Causas e consequências da dependência digital dos jovens na contemporaneidade
Enviada em 13/01/2021
A Constituição Federal de 1988, documento jurídico mais importante do país, prevê, em seu artigo 6º, o direito à segurança e ao bem estar social como inerentes a todo cidadão brasileiro. No entanto, tal perspectiva não tem se reverberado na prática: explorando a mesma mecânica de recompensa usada em maquinas caça niqueis, o meio digital ameaça a independência e a segurança de seus usuários. Nessa perspectiva, faz-se necessário pontuar a negligência governamental, bem como a alienação social frente ao problema.
Em uma primeira análise, deve-se ressaltar a ausência de medidas governamentais no combate a dependência: segundo uma agência britânica, cerca de 25% dos jovens são dependentes digitais. Tal conjuntura, segundo o filósofo contratualista John Locke, configura uma violação do “Contrato Social”, uma vez que o Estado falha em garantir o direito à segurança dos cidadãos, ignorando o aspecto irresistível e manipulador das mídias sociais, o que infelismente é um problema.

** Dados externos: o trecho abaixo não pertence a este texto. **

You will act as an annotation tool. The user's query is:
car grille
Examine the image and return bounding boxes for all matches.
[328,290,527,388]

Ademais, é fundamental apontar o papel da sociedade na manutenção dessa crise. Segundo a filósofa francesa Simone de Beuvoir, “O mais escandaloso dos escandalos é que nos habituamos a eles”. Diante do exposto, é notório que o tópico da dependência digital não é palta relevante entre os eleitores brasileiros: uma década após a introdução das redes sociais, esta crise encontra-se, lamentavelmente, banalizada, o que afirma o descompromisso dos governantes escolhidos, que seduzem os eleitores com promessas de suparávit econômico.

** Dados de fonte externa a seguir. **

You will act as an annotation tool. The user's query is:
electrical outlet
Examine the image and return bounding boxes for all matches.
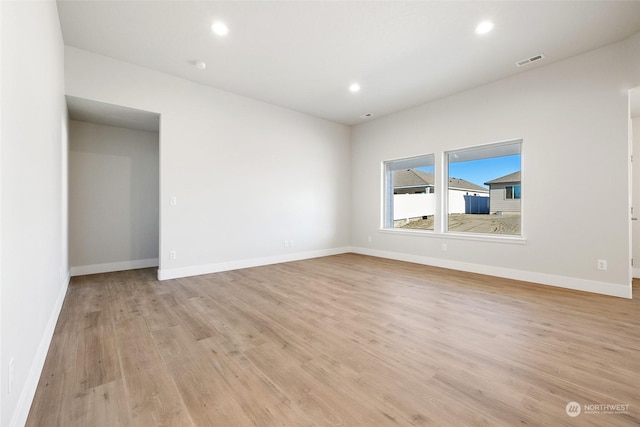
[169,196,177,206]
[169,250,177,260]
[367,236,372,243]
[441,244,448,252]
[8,357,15,394]
[284,240,289,248]
[597,259,607,271]
[290,240,295,247]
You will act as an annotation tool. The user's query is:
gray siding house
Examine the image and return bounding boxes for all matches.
[484,171,521,214]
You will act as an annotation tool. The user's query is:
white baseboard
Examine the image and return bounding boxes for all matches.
[158,247,351,281]
[11,272,70,427]
[70,258,159,276]
[352,247,632,299]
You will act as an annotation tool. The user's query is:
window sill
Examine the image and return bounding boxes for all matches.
[379,228,527,244]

Infere-se, portanto, que há obstáculos na proteção da independência e da consciencia de uma sociedade. Desse modo, urge que o Estado, mediante o Ministerio da Ciência e tecnologia, atue conscientizando os jovens quanto aos perígos da exposição exagerada às redes - por meio de campanhas nos principais veículos de informação, como tv e internet - a fim de aplacar o problema da dependência digital. Desse modo, respeitar-se-á o “Contrato Social” da doutrina contratual.